I wasn’t totally privy to the conversation but it is well know to me that Jim spends a lot of time trying to understand the world. It would probably help him some if he got away from AiG or at least looked at the lay descriptions from others in the community as to how AiG is misinforming people.

The most common type of misinformation that AiG delivers is a type of refutation that tends to go: “This is a wrench. It can be used to tighten bolts and it’s good at it; but here’s a screw, the wrench does a terrible job of tightening screws; therefore wrenches are bad tools.” A great deal of the AiG documents about dating methods run this pattern: they take a dating tool, pick a well-known and documented situation where that tool would never be used, and therefore isn’t used—like using a wrench to tighten a screw—and then suggest this means the dating tool is wholly inaccurate and useless.

I don’t see how this sort of abuse of lay people is really useful to anyone. It damages extremely good pursuits of scientists and the knowledge of the public about these tools. These disagreements promulgated by these lay sites about these tools don’t exist in the scientific community because they’ve already been hashed out. Scientists using these dating methods do not grab their wrench when the screwdriver would be required; or either when neither will work. And the reason why is obvious: they would be destroyed by their peers when they went to publish.

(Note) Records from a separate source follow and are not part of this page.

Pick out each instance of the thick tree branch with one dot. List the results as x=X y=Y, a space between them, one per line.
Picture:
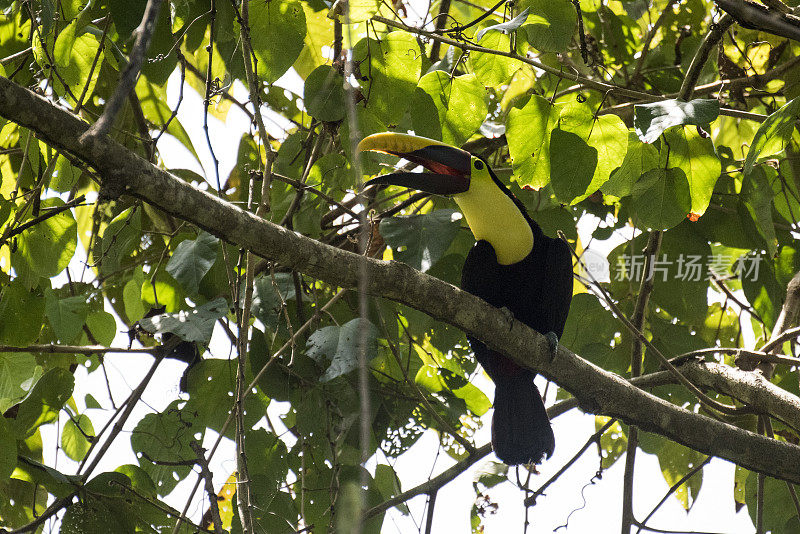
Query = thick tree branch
x=596 y=390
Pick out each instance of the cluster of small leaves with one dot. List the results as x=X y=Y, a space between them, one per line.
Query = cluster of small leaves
x=723 y=189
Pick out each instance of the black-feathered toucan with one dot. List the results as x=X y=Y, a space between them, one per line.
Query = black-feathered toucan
x=512 y=265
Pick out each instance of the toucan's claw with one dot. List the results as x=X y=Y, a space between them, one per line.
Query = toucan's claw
x=552 y=342
x=509 y=315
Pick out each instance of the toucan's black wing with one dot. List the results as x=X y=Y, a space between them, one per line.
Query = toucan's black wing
x=556 y=291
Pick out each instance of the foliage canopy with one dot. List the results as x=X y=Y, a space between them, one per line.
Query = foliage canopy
x=647 y=122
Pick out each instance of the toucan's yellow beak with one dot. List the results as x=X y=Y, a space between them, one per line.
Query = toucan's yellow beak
x=450 y=166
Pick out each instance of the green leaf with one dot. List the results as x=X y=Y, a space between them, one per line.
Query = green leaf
x=388 y=484
x=67 y=315
x=169 y=293
x=505 y=27
x=459 y=103
x=639 y=159
x=324 y=94
x=389 y=70
x=47 y=248
x=191 y=261
x=435 y=379
x=420 y=240
x=211 y=384
x=586 y=314
x=21 y=314
x=550 y=25
x=650 y=120
x=528 y=132
x=361 y=10
x=773 y=134
x=757 y=195
x=780 y=514
x=695 y=155
x=74 y=437
x=41 y=405
x=91 y=515
x=269 y=296
x=661 y=198
x=127 y=15
x=489 y=475
x=279 y=30
x=139 y=480
x=74 y=55
x=572 y=165
x=367 y=124
x=17 y=372
x=103 y=327
x=195 y=325
x=132 y=298
x=613 y=442
x=493 y=70
x=164 y=437
x=8 y=449
x=340 y=344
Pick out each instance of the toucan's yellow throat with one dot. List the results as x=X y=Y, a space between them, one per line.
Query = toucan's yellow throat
x=490 y=211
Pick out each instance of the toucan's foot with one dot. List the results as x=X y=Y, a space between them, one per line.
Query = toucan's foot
x=552 y=342
x=509 y=315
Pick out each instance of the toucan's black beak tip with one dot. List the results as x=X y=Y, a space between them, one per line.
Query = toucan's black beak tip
x=450 y=166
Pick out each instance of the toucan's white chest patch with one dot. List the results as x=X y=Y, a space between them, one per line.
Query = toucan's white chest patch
x=493 y=216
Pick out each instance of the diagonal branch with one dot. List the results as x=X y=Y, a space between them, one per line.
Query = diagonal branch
x=597 y=391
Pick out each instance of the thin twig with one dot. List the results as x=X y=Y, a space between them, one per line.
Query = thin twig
x=672 y=490
x=130 y=73
x=594 y=438
x=205 y=474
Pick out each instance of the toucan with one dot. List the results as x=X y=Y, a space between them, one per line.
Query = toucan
x=512 y=265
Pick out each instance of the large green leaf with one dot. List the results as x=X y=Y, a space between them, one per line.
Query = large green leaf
x=686 y=149
x=341 y=345
x=74 y=55
x=459 y=104
x=389 y=70
x=192 y=259
x=43 y=402
x=773 y=134
x=550 y=25
x=8 y=449
x=194 y=325
x=67 y=315
x=161 y=443
x=277 y=31
x=324 y=94
x=528 y=133
x=493 y=70
x=650 y=120
x=661 y=198
x=420 y=240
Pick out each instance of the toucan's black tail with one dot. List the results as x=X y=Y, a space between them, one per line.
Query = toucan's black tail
x=521 y=431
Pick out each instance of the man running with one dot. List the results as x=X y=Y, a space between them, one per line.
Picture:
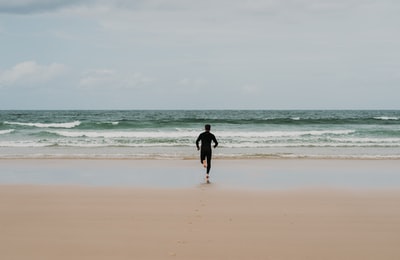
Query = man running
x=205 y=152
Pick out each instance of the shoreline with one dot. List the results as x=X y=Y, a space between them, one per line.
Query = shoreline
x=257 y=174
x=290 y=209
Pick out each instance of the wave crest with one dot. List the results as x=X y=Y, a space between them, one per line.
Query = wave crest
x=49 y=125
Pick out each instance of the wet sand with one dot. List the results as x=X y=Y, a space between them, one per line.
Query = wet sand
x=72 y=219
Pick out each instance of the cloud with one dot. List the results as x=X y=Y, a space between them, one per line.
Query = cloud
x=30 y=73
x=112 y=79
x=35 y=6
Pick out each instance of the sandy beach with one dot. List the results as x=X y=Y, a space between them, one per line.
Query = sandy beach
x=69 y=218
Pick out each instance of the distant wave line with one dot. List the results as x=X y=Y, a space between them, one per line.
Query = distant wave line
x=44 y=125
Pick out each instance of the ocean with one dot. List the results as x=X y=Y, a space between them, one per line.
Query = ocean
x=171 y=134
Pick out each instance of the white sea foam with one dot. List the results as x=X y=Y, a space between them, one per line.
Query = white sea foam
x=124 y=134
x=50 y=125
x=193 y=134
x=4 y=132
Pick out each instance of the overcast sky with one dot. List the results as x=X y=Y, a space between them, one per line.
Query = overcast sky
x=200 y=54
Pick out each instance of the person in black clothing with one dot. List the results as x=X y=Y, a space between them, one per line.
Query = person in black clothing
x=205 y=151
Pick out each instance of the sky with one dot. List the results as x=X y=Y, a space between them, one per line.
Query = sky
x=208 y=54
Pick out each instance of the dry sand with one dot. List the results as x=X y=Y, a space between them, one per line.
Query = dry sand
x=72 y=222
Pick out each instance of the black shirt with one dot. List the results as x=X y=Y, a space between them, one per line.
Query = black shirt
x=206 y=138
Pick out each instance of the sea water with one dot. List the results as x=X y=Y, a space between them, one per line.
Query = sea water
x=165 y=134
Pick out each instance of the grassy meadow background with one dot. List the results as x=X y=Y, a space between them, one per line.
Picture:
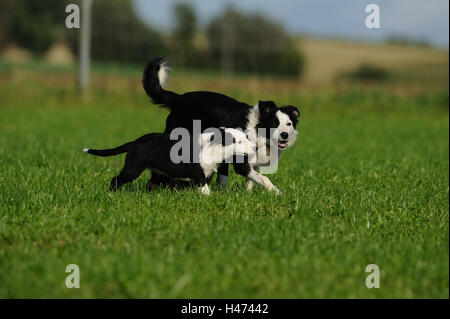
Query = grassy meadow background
x=367 y=182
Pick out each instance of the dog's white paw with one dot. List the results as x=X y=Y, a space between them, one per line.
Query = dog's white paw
x=276 y=191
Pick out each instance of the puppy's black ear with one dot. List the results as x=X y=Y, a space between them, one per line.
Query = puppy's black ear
x=266 y=107
x=292 y=111
x=228 y=139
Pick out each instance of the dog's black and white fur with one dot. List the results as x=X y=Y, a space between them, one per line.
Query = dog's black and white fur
x=152 y=151
x=216 y=110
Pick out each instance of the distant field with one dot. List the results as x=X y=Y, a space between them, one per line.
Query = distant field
x=366 y=182
x=328 y=58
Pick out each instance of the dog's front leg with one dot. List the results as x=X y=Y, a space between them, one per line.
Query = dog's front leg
x=263 y=180
x=250 y=182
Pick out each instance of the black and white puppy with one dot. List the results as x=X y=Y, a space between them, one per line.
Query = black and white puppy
x=216 y=110
x=153 y=151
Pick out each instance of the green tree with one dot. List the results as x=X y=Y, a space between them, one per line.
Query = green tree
x=32 y=24
x=183 y=34
x=251 y=43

Lots of people are fooled by this. Why? Because they’re credulous lay people (who very much want to learn and grow and understand) who don’t live in academia and therefore cannot tell the difference between the wrench and screwdriver.

Vocab Malone and Vince

Vince got himself into a long winded discussion with Vocab Malone and a bunch of the people who hovered around him—also people who were good at the rapping that Vocab does. The discussion sounded pretty interesting, but I missed out on some of it because I don’t have a background in Christian history. I believe it revolved around some sort of theological discussion about the nature of the Christian god, YHVH. Specifically about how it changes through the Old Testament of the Bible into the New Testament.

I should be clear here that this conversation was mostly Vocab attempting to unwind and understand Vince’s concepts, listed below (also see comments) not so much a discussion as Vince elaborating–which is something he often does at extreme length–and Vocab querying. Here I’m trying to frame Vince’s explanations. Hopefully he might comment too at some point.

The premise stretched on about how YHVH is flesh and his holy (where holy means something like complete, mature, finished…) And that YHVH has improved over the journey of the Bible, matured from the entity at the beginning of the Bible to later on. It sounded almost like an interesting character study of the mythological character of YHVH. And Vince did mention part of the Flood myth that I recall where YHVH does promise never to destroy the world again with a flood.

The last part I mention because one of the Jewish scholars that I’ve spoken to about this promise is that it seems that the promise is only not to flood the world again. Not a promise not to murder everyone again with something else. Apparently the appealing inference from that passage seemed to be that YHVH promised not to destroy the world again, when in fact it may not have actually promised that.

Vocab eventually had to leave, but Vince stayed on speaking.

Later that night while the Resistance went on to do Cthulhu carols the group who remained behind from Vince’s discussion started to break out and stop people heading past and going to Borders (which had closed.) One of them attempted to rephrase the Good Person Test using the judge metaphor with a few stopped passersby as I watched and listened.